Tres mil millones de personas en cuarentena: casi la mitad de la humanidad detenida forzadamente, encerrada en sus casas. ¿Quién puede hacer esto? ¿Quién puede parar el tumultuoso movimiento cotidiano de la mitad de la población mundial?
Ningún hombre tiene este poder: nadie podría detener a fuerzas a tres mil millones de personas. Los acontecimientos presentes nos ponen directamente ante el espectáculo del poder sin límite de Dios: esto viene de Él y todos lo sabemos. Mis familiares y amigos me contaban como en Italia – un País viejo, secularizado, cansado de vivir – se está dando un despertar religioso que no tiene antecedentes en la historia contemporánea. ¡Somos un País bendecido!, aun en la prueba y en el sufrimiento.

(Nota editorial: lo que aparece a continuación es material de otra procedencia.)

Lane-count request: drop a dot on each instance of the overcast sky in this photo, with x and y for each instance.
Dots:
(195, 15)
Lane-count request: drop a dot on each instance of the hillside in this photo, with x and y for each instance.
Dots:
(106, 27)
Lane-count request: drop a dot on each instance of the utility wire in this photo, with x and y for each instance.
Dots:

Cuando Dios toca a la puerta de nuestras casas de una forma tan clara, tenemos dos posibilidades: el miedo o la entrega filial. Los pueblos paganos tenían miedo ante la obscura y misteriosa presencia de “los dioses”, que manifestaban su poder en las inundaciones, en las enfermedades, en los temblores; hoy también nosotros podemos vivir un nuevo paganismo, podemos vivir el tiempo presente con angustia y desesperación. ¿Qué será de nosotros? ¿Cómo saldremos de este terrible momento? ¿Me enfermaré? ¿Se enfermarán mis seres queridos? En este caso, si no morimos de coronavirus, moriremos de espanto y ansiedad.

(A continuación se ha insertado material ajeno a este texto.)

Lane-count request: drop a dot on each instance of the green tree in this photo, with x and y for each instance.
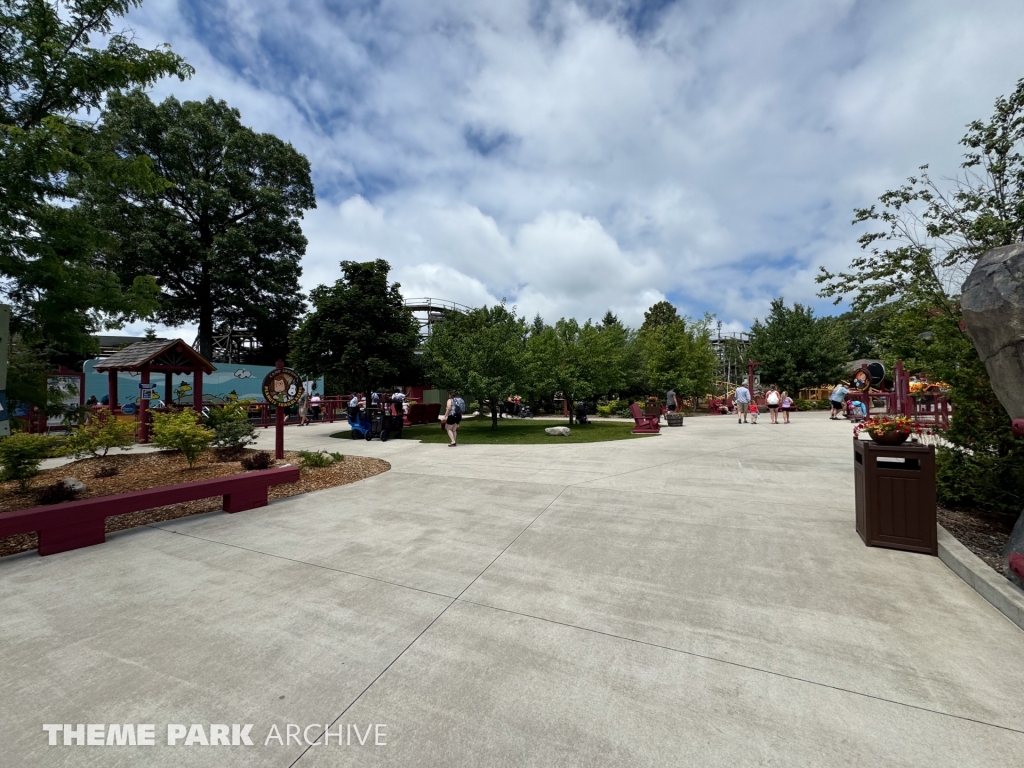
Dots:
(181, 431)
(51, 78)
(481, 353)
(577, 360)
(676, 352)
(929, 236)
(359, 332)
(20, 455)
(222, 236)
(796, 349)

Cristo ha traído al mundo una alternativa revolucionaria: la entrega filial. Él es el Hijo que confía plenamente en el Padre, le entrega totalmente su vida, para realizar la salvación de todo el mundo. De esta entrega del Hijo, brota la Resurrección, la victoria sobre la muerte y el mal. Aunque Cristo mismo, por un momento, tiemble, su entrega es confiada. El Señor nos invita a hacer lo mismo: descubrir la Presencia buena del Padre, entregarle nuestra vida con sencillez y totalidad. Dios nos ha mostrado su rostro de Padre: por eso podemos dejar de tenerle miedo al imprevisto, y empezar a orar, como un hijo o una hija le habla a su querido papá.